From:  johndcook.com/blog

For a set of positive probabilities pi summing to 1, their entropy is defined as

(For this post, log will mean log base 2, not natural log.)

This post looks at a couple questions about computing entropy. First, are there any numerical problems computing entropy directly from the equation above?

Second, imagine you don’t have the pi values directly but rather counts ni that sum to N. Then pi = ni/N. To apply the equation directly, you’d first need to compute N, then go back through the data again to compute entropy. If you have a large amount of data, could you compute the entropy in one pass?

To address the second question, note that

so you can sum ni and ni log ni in the same pass.

One of the things you learn in numerical analysis is to look carefully at subtractions. Subtracting two nearly equal numbers can result in a loss of precision. Could the numbers above be nearly equal? Maybe if the ni are ridiculously large. Not just astronomically large — astronomically large numbers like the number of particles in the universe are fine — but ridiculously large, numbers whose logarithms approach the limits of machine-representable numbers. (If we’re only talking about numbers as big as the number of particles in the universe, their logs will be at most three-digit numbers).

Now to the problem of computing the sum of ni log ni. Could the order of the terms matter? This also applies to the first question of the post if we look at summing the pi log pi. In general, you’ll get better accuracy summing a lot positive numbers by sorting them and adding from smallest to largest and worse accuracy by summing largest to smallest. If adding a sorted list gives essentially the same result when summed in either direction, summing the list in any other order should too.

To test the methods discussed here, I used two sets of count data, one on the order of a million counts and the other on the order of a billion counts. Both data sets had approximately a power law distribution with counts varying over seven or eight orders of magnitude. For each data set I computed the entropy four ways: two equations times two orders. I convert the counts to probabilities and use the counts directly, and I sum smallest to largest and largest to smallest.

For the smaller data set, all four methods produced the same answer to nine significant figures. For the larger data set, all four methods produced the same answer to seven significant figures. So at least for the kind of data I’m looking at, it doesn’t matter how you calculate entropy, and you might as well use the one-pass algorithm to get the result faster.

[转载] Calculating Entropy的更多相关文章

  1. 【转载】7 Steps for Calculating the Largest Lyapunov Exponent of Continuous Systems

    原文地址:http://sprott.physics.wisc.edu/chaos/lyapexp.htm The usual test for chaos is calculation of the ...

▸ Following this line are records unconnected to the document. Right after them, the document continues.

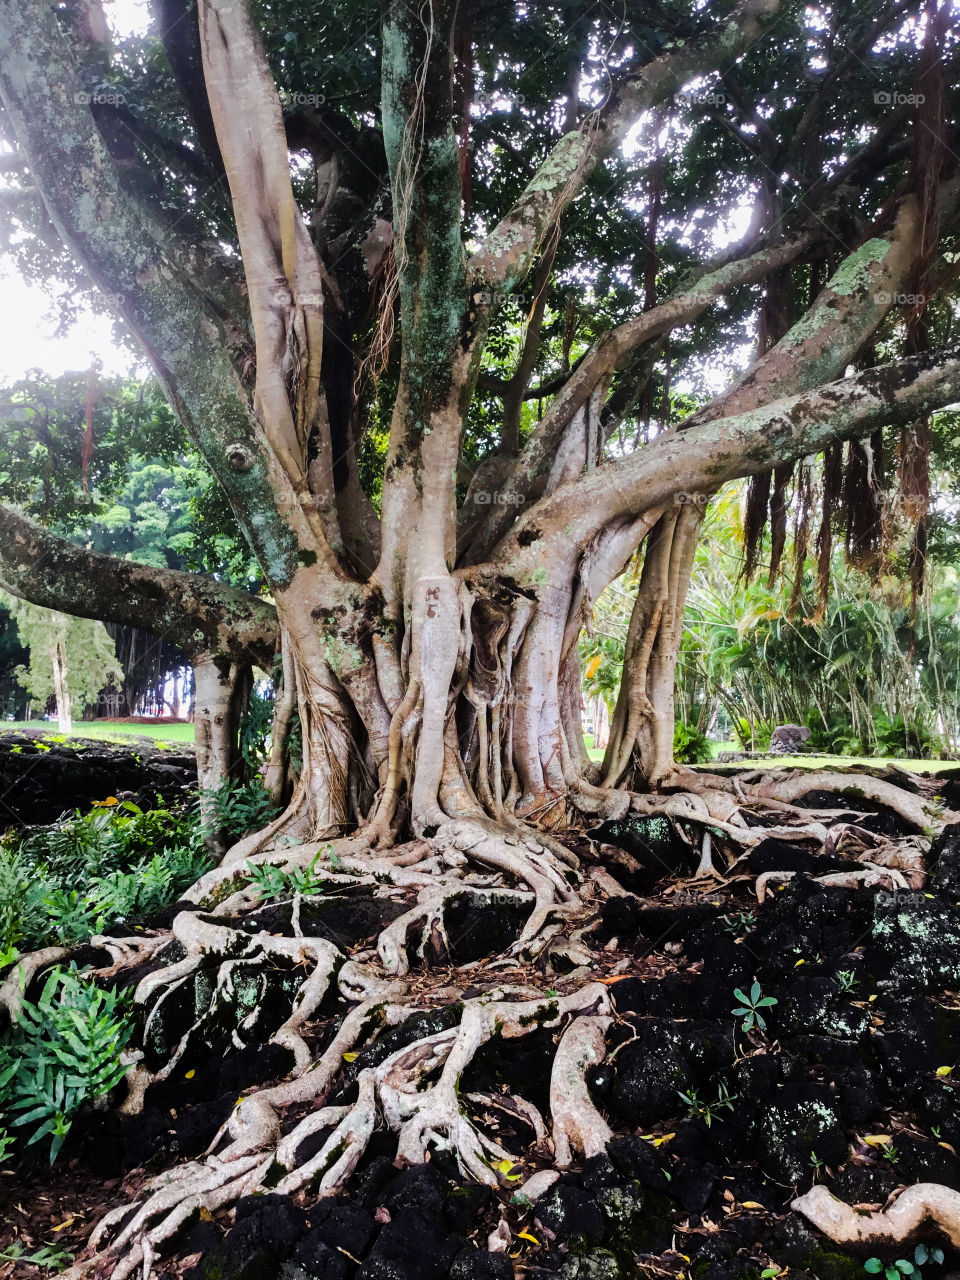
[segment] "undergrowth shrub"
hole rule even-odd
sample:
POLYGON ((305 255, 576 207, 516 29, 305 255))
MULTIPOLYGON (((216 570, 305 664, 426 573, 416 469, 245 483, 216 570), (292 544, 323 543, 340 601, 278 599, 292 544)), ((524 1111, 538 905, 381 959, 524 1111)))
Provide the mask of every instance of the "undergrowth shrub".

  2. [转载] TLS协议分析 与 现代加密通信协议设计

    https://blog.helong.info/blog/2015/09/06/tls-protocol-analysis-and-crypto-protocol-design/?from=time ...

  3. 转载:scikit-learn学习之决策树算法

    版权声明:<—— 本文为作者呕心沥血打造,若要转载,请注明出处@http://blog.csdn.net/gamer_gyt <—— 目录(?)[+] ================== ...

  4. 【转载】计算机视觉(CV)前沿国际国内期刊与会议

    计算机视觉(CV)前沿国际国内期刊与会议这里的期刊大部分都可以通过上面的专家们的主页间接找到1.国际会议 2.国际期刊 3.国内期刊 4.神经网络 5.CV 6.数字图象 7.教育资源,大学 8.常见 ...

  5. 【转载】nginx 并发数问题思考:worker_connections,worker_processes与 max clients

    注:这个文章主要是作者一直在研究nginx作为http server和反向代理服务器时候所谓最大的max_clients和 worker_connections的计算公式, 其实最后的结论也没有卡上公 ...

  6. ZOJ3827 ACM-ICPC 2014 亚洲区域赛的比赛现场牡丹江I称号 Information Entropy 水的问题

    Information Entropy Time Limit: 2 Seconds      Memory Limit: 131072 KB      Special Judge Informatio ...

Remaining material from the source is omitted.